To overcome this ACC was forced to stretch its resources and procure staff from other projects where necessary. For example, if one site was using 50 masons, they would take 25 to make up the shortfall. This can have the added advantage, says Bordkani, of not just bringing site schedules up to speed but reducing idle time among workers.
The concrete work of the build comprises columns, beams and precast hollow-core slabs, the design of which was changed during the value-engineering stage of the project. The slab initially specified by the Arch Group was thicker than what ACC offered. The new material, measuring 60cm rather than 80cm meant less weight and reduced costs. An added advantage of precast over cast in situ was that a contractor can go for more span with precast - up to 10m - rather than in situ, which is limited to 6m. Around 55,000m2 of hollow-core slabs will be used when the hotel is completed. Concrete was supplied by Abu-Dhabi based Transgulf.

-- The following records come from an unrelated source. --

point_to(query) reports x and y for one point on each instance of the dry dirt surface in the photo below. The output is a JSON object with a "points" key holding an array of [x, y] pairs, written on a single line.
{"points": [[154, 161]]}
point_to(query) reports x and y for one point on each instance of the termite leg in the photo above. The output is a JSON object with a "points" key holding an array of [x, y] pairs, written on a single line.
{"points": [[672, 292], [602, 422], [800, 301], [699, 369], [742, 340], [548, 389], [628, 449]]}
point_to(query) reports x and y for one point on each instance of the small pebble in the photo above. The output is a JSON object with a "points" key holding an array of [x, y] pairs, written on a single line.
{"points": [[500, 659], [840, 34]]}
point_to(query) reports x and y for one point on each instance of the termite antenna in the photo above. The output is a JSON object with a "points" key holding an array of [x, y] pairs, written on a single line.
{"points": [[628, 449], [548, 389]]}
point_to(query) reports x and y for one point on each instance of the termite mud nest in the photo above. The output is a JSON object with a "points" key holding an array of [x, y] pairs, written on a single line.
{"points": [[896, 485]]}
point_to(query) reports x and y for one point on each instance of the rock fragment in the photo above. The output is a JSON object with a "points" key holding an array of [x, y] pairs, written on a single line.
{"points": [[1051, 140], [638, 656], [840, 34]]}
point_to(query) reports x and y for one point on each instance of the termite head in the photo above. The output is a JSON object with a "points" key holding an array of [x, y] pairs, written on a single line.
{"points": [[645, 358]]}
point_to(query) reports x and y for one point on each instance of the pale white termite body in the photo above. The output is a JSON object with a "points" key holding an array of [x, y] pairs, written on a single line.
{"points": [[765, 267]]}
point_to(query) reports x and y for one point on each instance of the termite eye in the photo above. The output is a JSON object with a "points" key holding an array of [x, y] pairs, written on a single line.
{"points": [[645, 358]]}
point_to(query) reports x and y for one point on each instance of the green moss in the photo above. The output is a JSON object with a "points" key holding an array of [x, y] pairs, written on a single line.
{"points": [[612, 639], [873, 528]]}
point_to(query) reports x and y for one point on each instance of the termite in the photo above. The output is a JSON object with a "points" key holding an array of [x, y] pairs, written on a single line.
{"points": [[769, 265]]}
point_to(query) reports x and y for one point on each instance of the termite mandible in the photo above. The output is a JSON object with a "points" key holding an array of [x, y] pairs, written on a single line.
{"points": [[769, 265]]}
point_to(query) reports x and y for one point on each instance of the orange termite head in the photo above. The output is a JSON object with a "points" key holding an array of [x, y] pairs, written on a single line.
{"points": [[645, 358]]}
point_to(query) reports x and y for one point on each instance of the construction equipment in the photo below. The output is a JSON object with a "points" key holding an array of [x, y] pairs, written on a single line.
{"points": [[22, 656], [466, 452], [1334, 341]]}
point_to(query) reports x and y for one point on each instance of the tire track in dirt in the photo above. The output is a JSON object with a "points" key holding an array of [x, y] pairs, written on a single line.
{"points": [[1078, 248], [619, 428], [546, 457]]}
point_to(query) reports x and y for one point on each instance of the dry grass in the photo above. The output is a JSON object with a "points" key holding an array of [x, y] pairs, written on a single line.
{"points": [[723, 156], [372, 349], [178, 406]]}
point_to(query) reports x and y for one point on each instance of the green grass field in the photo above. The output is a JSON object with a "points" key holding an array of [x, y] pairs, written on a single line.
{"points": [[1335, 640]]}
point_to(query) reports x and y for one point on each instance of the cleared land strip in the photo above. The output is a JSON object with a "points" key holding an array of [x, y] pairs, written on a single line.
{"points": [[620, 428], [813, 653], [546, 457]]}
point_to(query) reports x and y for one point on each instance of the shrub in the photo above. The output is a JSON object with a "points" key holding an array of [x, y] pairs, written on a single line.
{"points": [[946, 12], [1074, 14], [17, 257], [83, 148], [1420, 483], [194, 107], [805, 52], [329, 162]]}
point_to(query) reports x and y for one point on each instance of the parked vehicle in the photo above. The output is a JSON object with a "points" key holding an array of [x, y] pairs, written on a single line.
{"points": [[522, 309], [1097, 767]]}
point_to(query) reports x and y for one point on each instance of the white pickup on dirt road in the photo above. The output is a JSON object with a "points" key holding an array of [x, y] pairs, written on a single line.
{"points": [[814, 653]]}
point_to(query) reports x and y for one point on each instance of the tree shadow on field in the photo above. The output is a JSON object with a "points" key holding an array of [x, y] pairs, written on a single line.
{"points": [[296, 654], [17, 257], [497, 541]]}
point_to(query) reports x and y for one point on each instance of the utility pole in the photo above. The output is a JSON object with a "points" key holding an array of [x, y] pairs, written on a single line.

The total concrete pour is 25,000m2 for the project's beams, columns and foundations. The grade of concrete used is 40, 50 and 60. For the columns up to the third floor it will be grade 60, reducing to 50 and then 40 as the structure ascends.
Bearing more than a passing resemblance to the Emirates Palace Hotel, the Le Meridien Mina Seyahi extension represents a more classically-designed hotel and will perhaps inspire other developers to see that hotels can be aesthetically pleasing and architecturally robust without necessarily resorting to the staid, modern high-rise that can commonly be seen along the emirate's coast.